“The most important thing is to remember the most important thing.” Shunryu Suzuki-Roshi
In his fine recent blog, Ron Epstein wrote that for his mother, who had dementia & stage IV lung cancer, "Remembering the most important thing and forgetting the rest helped her to live with calmness, agency, gratitude, & dignity." https://mindfulpracticeinmedicine.com/remembering-and-forgetting/
This wonderful human capacity to thrive, even in situations that we usually fear & try desperately to avoid, is also found among : serious meditators & contemplatives, those who've had post-traumatic growth, near-death experiences, taken entheogens in carefully-controlled settings, etc. http://www.johnlovas.com/2021/03/fascinating-overlap.html
Fear and our survival instinct's (understandable) obsession with keeping us alive, despite the inevitability of death, keeps most of us at least a little disturbed for much of our life. The above groups, probably accounting for more than half of us, experience a radical shift in focus of attention from fearful, closed-down self-centeredness, to a profound heart-opening & loving connection with others.
“We suffer to the exact degree that we resist having our eyes & hearts opened.” Adyashanti
“All the joy the world contains
Has come through wishing happiness for others;
All the misery the world contains
Has come through wanting pleasure for oneself.”

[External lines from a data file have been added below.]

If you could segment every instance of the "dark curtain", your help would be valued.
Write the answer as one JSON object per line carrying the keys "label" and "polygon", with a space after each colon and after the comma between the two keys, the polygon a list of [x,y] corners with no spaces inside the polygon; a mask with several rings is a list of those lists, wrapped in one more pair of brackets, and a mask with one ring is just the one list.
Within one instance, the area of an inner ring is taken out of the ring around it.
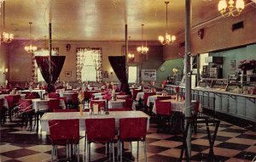
{"label": "dark curtain", "polygon": [[108,56],[108,60],[118,79],[121,82],[120,90],[131,94],[126,75],[125,56]]}
{"label": "dark curtain", "polygon": [[48,84],[48,92],[55,92],[54,84],[56,82],[62,70],[66,56],[51,56],[50,66],[51,75],[49,75],[49,60],[48,56],[36,56],[37,64],[40,69],[44,81]]}

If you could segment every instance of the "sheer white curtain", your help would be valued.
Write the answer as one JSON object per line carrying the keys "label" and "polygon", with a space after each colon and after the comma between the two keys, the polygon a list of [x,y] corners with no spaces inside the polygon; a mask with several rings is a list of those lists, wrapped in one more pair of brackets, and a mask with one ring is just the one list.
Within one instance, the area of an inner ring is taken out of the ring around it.
{"label": "sheer white curtain", "polygon": [[102,81],[102,50],[80,48],[77,50],[77,81]]}

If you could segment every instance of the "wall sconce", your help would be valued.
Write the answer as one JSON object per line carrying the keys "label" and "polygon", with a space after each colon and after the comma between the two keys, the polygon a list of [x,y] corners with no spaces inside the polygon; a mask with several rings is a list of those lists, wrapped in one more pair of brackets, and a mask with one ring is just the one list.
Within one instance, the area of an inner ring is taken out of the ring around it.
{"label": "wall sconce", "polygon": [[3,74],[4,74],[4,75],[7,75],[7,73],[8,73],[8,69],[6,68],[6,69],[4,70],[4,71],[3,71]]}

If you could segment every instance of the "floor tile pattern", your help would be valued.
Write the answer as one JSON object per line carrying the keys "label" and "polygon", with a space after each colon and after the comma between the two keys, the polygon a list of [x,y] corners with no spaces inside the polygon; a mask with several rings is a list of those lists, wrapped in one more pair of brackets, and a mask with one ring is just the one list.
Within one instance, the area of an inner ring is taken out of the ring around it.
{"label": "floor tile pattern", "polygon": [[[178,161],[183,135],[157,133],[154,117],[147,134],[147,158],[149,162]],[[214,126],[210,126],[211,132]],[[0,161],[49,162],[51,160],[51,145],[45,132],[30,131],[20,128],[19,120],[7,122],[0,128]],[[81,132],[82,134],[83,132]],[[138,161],[144,161],[143,143],[139,144]],[[84,159],[84,138],[80,140],[80,161]],[[198,125],[198,133],[191,136],[191,161],[252,161],[256,156],[256,132],[221,121],[213,147],[214,154],[209,154],[209,142],[203,124]],[[115,150],[116,151],[116,150]],[[137,142],[125,144],[123,161],[137,161]],[[58,147],[59,161],[67,161],[66,148]],[[91,161],[108,161],[105,146],[91,144]]]}

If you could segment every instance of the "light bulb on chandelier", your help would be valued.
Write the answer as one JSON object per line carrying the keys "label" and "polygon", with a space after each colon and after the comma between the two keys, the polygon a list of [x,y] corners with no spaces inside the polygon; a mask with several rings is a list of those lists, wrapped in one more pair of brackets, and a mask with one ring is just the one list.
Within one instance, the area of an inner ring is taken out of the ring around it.
{"label": "light bulb on chandelier", "polygon": [[168,3],[169,3],[169,1],[165,1],[165,3],[166,5],[166,35],[163,36],[158,36],[158,40],[159,42],[162,44],[162,45],[166,45],[166,44],[171,44],[174,41],[176,41],[176,36],[171,36],[167,33],[167,20],[168,20],[168,14],[167,14],[167,6],[168,6]]}
{"label": "light bulb on chandelier", "polygon": [[148,47],[147,47],[147,42],[146,42],[146,46],[143,45],[143,26],[144,25],[142,24],[142,46],[141,47],[137,47],[137,51],[139,53],[143,53],[143,54],[145,54],[148,52]]}
{"label": "light bulb on chandelier", "polygon": [[[4,0],[0,0],[0,5],[2,4],[3,3],[3,29],[5,28],[5,2]],[[13,40],[15,39],[15,36],[14,34],[11,34],[11,33],[7,33],[7,32],[3,32],[1,35],[0,35],[0,44],[1,42],[4,42],[4,43],[9,43],[10,42],[12,42]]]}
{"label": "light bulb on chandelier", "polygon": [[32,22],[29,22],[29,35],[30,35],[30,44],[28,46],[25,46],[24,49],[27,52],[27,53],[33,53],[35,51],[38,50],[38,47],[33,46],[32,44],[32,39],[31,39],[31,25],[32,25]]}
{"label": "light bulb on chandelier", "polygon": [[[228,5],[229,4],[229,5]],[[243,0],[236,0],[236,6],[235,1],[229,0],[229,3],[227,4],[227,2],[225,0],[220,0],[218,2],[218,8],[220,14],[224,17],[229,17],[229,16],[238,16],[241,11],[244,9],[244,1]]]}

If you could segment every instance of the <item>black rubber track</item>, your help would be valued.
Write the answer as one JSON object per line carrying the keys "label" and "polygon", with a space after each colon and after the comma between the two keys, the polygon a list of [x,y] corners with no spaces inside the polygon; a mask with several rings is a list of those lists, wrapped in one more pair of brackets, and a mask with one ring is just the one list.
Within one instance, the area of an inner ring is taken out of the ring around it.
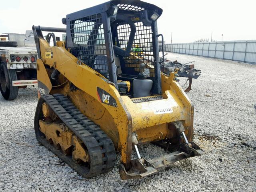
{"label": "black rubber track", "polygon": [[[4,76],[2,78],[0,76]],[[6,64],[2,62],[0,64],[0,81],[5,80],[6,89],[4,90],[1,86],[0,82],[0,91],[4,98],[7,100],[15,99],[17,98],[19,88],[18,86],[12,86],[12,81],[18,80],[17,72],[15,69],[7,69]]]}
{"label": "black rubber track", "polygon": [[[90,166],[75,164],[71,156],[65,156],[61,150],[57,150],[49,144],[39,129],[39,120],[43,118],[42,105],[44,102],[47,103],[60,119],[83,141],[90,155]],[[41,97],[35,115],[34,127],[38,141],[83,176],[91,178],[113,169],[116,155],[112,141],[63,95],[55,94]]]}

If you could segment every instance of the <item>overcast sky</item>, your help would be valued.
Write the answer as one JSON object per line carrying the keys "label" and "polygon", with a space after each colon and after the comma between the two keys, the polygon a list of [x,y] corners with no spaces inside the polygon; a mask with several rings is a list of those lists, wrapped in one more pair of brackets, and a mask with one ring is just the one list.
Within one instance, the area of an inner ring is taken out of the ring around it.
{"label": "overcast sky", "polygon": [[[65,27],[67,14],[106,0],[8,0],[0,6],[0,33],[24,33],[32,26]],[[163,10],[158,33],[166,42],[193,42],[200,38],[256,39],[254,0],[145,0]]]}

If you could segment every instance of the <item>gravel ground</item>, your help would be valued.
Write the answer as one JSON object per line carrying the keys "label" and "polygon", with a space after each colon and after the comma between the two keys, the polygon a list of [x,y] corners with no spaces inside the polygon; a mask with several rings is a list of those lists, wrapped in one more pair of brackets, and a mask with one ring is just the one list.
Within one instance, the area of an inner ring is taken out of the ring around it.
{"label": "gravel ground", "polygon": [[[0,96],[0,191],[255,191],[256,65],[170,53],[167,57],[195,60],[202,71],[188,94],[195,106],[194,141],[211,152],[142,179],[121,180],[117,166],[85,179],[38,144],[33,130],[37,96],[31,87],[14,101]],[[151,145],[139,149],[148,159],[165,154]]]}

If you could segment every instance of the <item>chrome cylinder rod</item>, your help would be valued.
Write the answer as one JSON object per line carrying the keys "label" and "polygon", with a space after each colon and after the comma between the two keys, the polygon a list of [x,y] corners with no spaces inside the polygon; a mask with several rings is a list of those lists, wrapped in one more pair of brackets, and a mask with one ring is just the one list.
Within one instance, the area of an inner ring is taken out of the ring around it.
{"label": "chrome cylinder rod", "polygon": [[135,150],[136,151],[136,153],[137,153],[138,158],[139,159],[141,159],[141,157],[140,156],[140,152],[139,152],[139,150],[138,149],[138,147],[137,147],[137,145],[134,145],[134,148],[135,148]]}
{"label": "chrome cylinder rod", "polygon": [[186,144],[188,144],[188,139],[187,139],[187,137],[186,136],[186,135],[185,134],[185,133],[184,131],[182,131],[182,135],[183,135],[183,137],[184,138],[184,139],[185,140],[185,142]]}

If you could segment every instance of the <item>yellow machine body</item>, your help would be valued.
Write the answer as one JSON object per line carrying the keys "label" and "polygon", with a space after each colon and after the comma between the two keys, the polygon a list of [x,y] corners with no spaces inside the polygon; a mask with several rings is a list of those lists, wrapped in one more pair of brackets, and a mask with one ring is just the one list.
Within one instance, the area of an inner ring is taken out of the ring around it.
{"label": "yellow machine body", "polygon": [[[132,100],[136,99],[121,96],[100,73],[84,64],[78,64],[78,59],[66,50],[64,42],[58,42],[58,46],[51,47],[45,40],[39,40],[42,59],[37,60],[38,82],[46,86],[50,94],[62,93],[68,96],[82,112],[99,125],[110,138],[116,150],[121,151],[121,161],[125,164],[130,163],[132,132],[137,133],[139,143],[142,143],[174,138],[176,132],[170,123],[182,121],[189,141],[192,140],[193,106],[173,80],[174,73],[170,76],[161,73],[164,99],[134,103]],[[52,53],[52,58],[47,56],[49,52]],[[45,65],[50,67],[48,72],[54,68],[60,72],[63,76],[61,86],[52,86]],[[71,91],[69,82],[80,90]],[[117,107],[102,102],[97,87],[113,97]]]}

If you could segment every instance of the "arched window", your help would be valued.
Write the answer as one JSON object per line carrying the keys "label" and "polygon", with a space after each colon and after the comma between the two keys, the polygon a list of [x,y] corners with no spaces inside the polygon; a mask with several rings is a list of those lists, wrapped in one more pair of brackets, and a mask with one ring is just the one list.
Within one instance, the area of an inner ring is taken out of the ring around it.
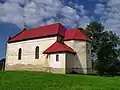
{"label": "arched window", "polygon": [[18,60],[21,60],[21,56],[22,56],[22,49],[20,48],[18,51]]}
{"label": "arched window", "polygon": [[35,48],[35,59],[39,59],[39,47]]}

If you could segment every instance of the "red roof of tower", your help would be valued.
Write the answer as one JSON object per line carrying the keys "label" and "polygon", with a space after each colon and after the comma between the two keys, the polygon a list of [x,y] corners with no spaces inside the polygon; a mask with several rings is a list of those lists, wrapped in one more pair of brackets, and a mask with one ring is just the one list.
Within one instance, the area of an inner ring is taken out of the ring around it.
{"label": "red roof of tower", "polygon": [[79,29],[71,29],[65,31],[64,40],[84,40],[88,41],[88,38]]}
{"label": "red roof of tower", "polygon": [[57,52],[76,53],[72,48],[70,48],[69,46],[67,46],[66,44],[62,42],[55,42],[48,49],[46,49],[43,53],[49,54],[49,53],[57,53]]}
{"label": "red roof of tower", "polygon": [[28,40],[34,38],[41,38],[41,37],[49,37],[49,36],[63,36],[65,33],[65,27],[62,26],[60,23],[51,24],[47,26],[42,26],[39,28],[33,28],[30,30],[23,30],[19,34],[11,37],[8,42],[15,42],[21,40]]}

As we age, we can't help but notice how even our most basic physical, and some of our intellectual skills, are progressively diminishing. Then as we look at our aging loved ones, friends and even strangers we finally know through direct experience that indeed "everyone is carrying a heavy load." And so, our competitiveness & judgmental tendencies gradually evaporate, and we begin to wish the best for all the rest of humanity limping home.
"meditate one-pointedly on patience & love until
they take root in your being.” Dilgo
“… the larger ties that bind us – ties of love, connection, purpose – have ripple effects on our health and the world at large.”
Kelli Harding. “The Rabbit Effect. Live Longer, Happier, and Healthier with the Groundbreaking Science of Kindness.” Atria Books, 2019.